Гудини поднял обе руки, словно прося его извинить, обошел Мистериозо, приблизился к Картеру, стоявшему за кулисами, положил ему руку на плечо и спросил заговорщицки:

– Вас зовут Чарльз Картер?

Он был ниже Картера, но невероятно широк в плечах. Серые глаза светились умом и решительностью.

– Да, мистер Гудини.

Тот рассмеялся.

– Не надо «мистер». Зовите меня просто «Гудини».

Они обменялись рукопожатиями – ладонь у Гудини была, как обтянутые кожей тиски.

– Вы достаточно трезвы, чтобы выйти со мной на сцену?

– Да. Я выпил всего-то несколько глотков.

Гудини отмахнулся.

– Об этом позже. Отвратительная привычка, она заставляет слабых людей искать сильные оправдания. Идемте.

Противоречить было бесполезно. Картер пошел за Гудини, не совсем понимая, что тот задумал. В душе забрезжила детская, наивная надежда: сейчас Гудини объявит, что Мистериозо уволен, а Картер займет его место. Чудо: через час после вылета получить благословение знаменитейшего человек в мире. Они с Гудини – с Гудини! – встали возле скованного Мистериозо, который оставил наконец борьбу и неподвижно лежал на сцене. Пахло дымом от факелов, которыми перебрасывались жонглеры. Картер не знал, можно ли смотреть в глаза помощникам Мистериозо. Гудини похлопал его по спине и взмахом руки попросил внимания Кто-то смотрел на сиену, но большая часть зрителей разговаривала между собой. Несколько молодых людей настолько оправились, что обменивались визитными карточками с девицами в седьмом и восьмом рядах.

– Маэстро, марш Элгара, пожалуйста, еще раз, – сказал Гудини, – только sotto, sotto.

Картер был почти уверен, что он имел в виду «пианиссимо», тем не менее оркестр заиграл его тему, и взгляды зрителей вновь устремились на сцену.

– Да-мы и гос-по-да! – выкрикнул Гудини. – Представляю вам Картера!

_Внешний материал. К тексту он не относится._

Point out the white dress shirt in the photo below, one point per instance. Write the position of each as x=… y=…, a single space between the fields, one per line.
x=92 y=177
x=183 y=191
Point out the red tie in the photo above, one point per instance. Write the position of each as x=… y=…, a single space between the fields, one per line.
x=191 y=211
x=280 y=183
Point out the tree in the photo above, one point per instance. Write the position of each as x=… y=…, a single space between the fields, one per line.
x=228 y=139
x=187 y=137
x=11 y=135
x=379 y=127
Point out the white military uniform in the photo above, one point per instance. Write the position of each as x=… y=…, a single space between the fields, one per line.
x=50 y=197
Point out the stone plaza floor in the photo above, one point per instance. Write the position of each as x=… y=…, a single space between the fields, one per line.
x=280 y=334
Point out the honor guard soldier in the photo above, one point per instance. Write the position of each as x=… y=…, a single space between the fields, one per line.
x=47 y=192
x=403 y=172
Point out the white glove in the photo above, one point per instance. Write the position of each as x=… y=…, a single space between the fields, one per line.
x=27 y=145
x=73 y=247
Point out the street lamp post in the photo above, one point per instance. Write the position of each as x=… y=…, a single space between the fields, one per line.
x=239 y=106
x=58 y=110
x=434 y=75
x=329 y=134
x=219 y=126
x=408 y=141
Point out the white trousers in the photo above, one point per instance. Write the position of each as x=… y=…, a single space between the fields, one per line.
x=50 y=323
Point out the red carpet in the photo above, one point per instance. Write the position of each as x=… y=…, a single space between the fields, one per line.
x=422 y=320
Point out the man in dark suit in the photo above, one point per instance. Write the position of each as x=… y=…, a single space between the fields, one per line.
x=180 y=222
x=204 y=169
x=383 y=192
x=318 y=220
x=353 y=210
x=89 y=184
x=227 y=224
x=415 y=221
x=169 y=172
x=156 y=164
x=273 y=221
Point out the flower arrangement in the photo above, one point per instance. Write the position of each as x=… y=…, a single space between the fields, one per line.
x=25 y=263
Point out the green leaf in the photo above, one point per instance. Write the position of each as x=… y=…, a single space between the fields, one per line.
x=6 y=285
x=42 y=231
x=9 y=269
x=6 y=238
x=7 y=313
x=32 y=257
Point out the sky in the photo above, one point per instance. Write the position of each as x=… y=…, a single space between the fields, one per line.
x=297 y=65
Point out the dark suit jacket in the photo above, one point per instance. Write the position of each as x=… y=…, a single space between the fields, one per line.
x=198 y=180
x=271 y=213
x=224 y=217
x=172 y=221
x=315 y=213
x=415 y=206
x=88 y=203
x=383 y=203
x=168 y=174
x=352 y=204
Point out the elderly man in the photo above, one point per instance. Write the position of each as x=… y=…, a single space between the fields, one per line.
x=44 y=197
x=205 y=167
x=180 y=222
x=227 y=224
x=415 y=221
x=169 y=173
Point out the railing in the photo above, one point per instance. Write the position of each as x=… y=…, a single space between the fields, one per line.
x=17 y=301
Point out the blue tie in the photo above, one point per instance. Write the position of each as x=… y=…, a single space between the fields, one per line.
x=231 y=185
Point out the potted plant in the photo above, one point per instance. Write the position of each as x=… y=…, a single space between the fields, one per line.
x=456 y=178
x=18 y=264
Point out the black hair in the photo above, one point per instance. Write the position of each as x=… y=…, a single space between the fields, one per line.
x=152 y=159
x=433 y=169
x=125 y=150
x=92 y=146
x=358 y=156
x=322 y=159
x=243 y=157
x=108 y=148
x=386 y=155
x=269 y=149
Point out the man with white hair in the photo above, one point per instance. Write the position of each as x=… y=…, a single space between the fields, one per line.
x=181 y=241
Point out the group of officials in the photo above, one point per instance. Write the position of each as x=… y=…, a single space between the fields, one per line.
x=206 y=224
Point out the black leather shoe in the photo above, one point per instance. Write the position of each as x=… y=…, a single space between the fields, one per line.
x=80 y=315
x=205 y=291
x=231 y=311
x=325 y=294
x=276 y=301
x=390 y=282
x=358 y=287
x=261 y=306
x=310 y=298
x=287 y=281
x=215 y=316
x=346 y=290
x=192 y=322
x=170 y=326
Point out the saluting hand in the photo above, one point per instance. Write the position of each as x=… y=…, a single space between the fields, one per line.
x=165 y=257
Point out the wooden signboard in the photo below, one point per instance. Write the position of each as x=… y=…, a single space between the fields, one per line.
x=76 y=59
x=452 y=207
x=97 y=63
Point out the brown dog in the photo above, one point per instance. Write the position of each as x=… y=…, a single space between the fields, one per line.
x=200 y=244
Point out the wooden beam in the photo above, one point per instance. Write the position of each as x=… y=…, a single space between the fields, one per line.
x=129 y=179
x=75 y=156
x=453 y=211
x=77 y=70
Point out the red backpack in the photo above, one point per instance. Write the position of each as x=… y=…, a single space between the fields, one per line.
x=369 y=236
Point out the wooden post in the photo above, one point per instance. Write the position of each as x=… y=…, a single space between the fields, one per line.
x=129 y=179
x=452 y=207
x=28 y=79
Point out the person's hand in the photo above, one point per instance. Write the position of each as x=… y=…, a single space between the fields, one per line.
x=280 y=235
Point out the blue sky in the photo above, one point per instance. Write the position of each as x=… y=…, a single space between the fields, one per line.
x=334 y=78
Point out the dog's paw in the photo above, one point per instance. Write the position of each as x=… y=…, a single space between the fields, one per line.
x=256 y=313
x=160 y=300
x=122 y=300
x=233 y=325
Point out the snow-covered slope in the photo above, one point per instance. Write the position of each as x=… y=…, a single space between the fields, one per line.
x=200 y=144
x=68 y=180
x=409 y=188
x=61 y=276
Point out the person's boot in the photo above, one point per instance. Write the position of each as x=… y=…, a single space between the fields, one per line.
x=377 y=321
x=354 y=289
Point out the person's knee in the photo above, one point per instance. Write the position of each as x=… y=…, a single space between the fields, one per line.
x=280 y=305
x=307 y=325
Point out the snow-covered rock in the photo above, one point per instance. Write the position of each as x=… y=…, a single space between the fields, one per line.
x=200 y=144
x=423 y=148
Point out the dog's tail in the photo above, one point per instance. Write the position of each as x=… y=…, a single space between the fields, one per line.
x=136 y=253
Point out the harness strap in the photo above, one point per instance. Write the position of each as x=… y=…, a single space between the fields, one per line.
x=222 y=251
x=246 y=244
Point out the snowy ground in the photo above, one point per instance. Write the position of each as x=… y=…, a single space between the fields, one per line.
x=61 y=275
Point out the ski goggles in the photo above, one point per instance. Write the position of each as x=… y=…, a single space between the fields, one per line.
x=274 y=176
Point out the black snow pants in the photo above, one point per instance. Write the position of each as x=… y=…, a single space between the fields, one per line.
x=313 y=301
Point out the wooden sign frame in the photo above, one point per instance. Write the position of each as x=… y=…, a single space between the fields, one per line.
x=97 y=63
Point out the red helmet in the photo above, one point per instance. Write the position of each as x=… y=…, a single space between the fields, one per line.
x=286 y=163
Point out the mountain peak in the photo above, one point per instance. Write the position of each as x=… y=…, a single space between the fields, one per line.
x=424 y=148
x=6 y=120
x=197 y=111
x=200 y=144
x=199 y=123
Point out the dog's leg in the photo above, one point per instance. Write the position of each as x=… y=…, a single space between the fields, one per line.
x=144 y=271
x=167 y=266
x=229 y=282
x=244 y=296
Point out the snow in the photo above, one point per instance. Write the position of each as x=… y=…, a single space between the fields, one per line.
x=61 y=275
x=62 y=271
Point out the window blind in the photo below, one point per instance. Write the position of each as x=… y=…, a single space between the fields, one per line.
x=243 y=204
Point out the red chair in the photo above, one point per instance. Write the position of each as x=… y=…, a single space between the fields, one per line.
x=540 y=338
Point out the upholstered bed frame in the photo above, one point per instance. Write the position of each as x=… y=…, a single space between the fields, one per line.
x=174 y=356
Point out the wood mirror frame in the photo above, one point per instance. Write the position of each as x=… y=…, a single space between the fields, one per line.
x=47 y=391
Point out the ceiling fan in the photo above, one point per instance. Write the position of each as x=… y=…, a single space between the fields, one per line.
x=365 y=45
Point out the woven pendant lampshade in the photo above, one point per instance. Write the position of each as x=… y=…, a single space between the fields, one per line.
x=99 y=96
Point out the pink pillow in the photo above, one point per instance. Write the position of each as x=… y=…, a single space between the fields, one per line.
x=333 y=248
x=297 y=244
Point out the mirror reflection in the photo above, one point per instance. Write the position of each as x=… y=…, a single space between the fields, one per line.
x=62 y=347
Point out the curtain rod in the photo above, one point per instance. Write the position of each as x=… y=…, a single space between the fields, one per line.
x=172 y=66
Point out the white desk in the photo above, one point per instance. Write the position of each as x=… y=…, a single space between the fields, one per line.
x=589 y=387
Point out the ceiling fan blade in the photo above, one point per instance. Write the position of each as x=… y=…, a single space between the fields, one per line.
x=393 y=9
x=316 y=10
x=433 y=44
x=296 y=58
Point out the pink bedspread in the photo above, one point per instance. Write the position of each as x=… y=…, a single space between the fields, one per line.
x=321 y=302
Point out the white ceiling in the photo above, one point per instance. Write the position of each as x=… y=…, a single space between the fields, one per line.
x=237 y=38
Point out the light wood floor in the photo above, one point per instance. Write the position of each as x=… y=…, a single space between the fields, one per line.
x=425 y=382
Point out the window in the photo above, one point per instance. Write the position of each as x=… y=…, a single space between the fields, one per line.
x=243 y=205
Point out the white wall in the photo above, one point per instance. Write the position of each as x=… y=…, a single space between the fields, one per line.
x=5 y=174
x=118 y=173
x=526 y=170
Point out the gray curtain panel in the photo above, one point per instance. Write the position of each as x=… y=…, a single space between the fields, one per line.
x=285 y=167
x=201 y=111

Великого Картера! – Раздались одобрительные возгласы и хлопки, но Гудини нетерпеливо перебил: – Он очень хороший фокусник! – и снова пожал Картеру руку. Тот пытался навсегда запечатлеть в памяти эти мгновения, от крепкого потного рукопожатия, до того, как коллодий, которым Гудини изобразили морщины, понемногу отваливается от кожи; радостные взгляды актеров за кулисами и свое собственное волнение. Впервые за весь вечер он позволил себе взглянуть на родительскую ложу: мать, отец, Том и Джеймс рукоплескали стоя – какую гордость Картер испытал! какой момент в его жизни!

– Спасибо, что пришли, – сказал Гудини. – Доброй всем ночи. Занавес, пожалуйста.

Занавес рухнул стремительно, как срубленное дерево. Гудини разорвал рукопожатие и похлопал Картера по плечу.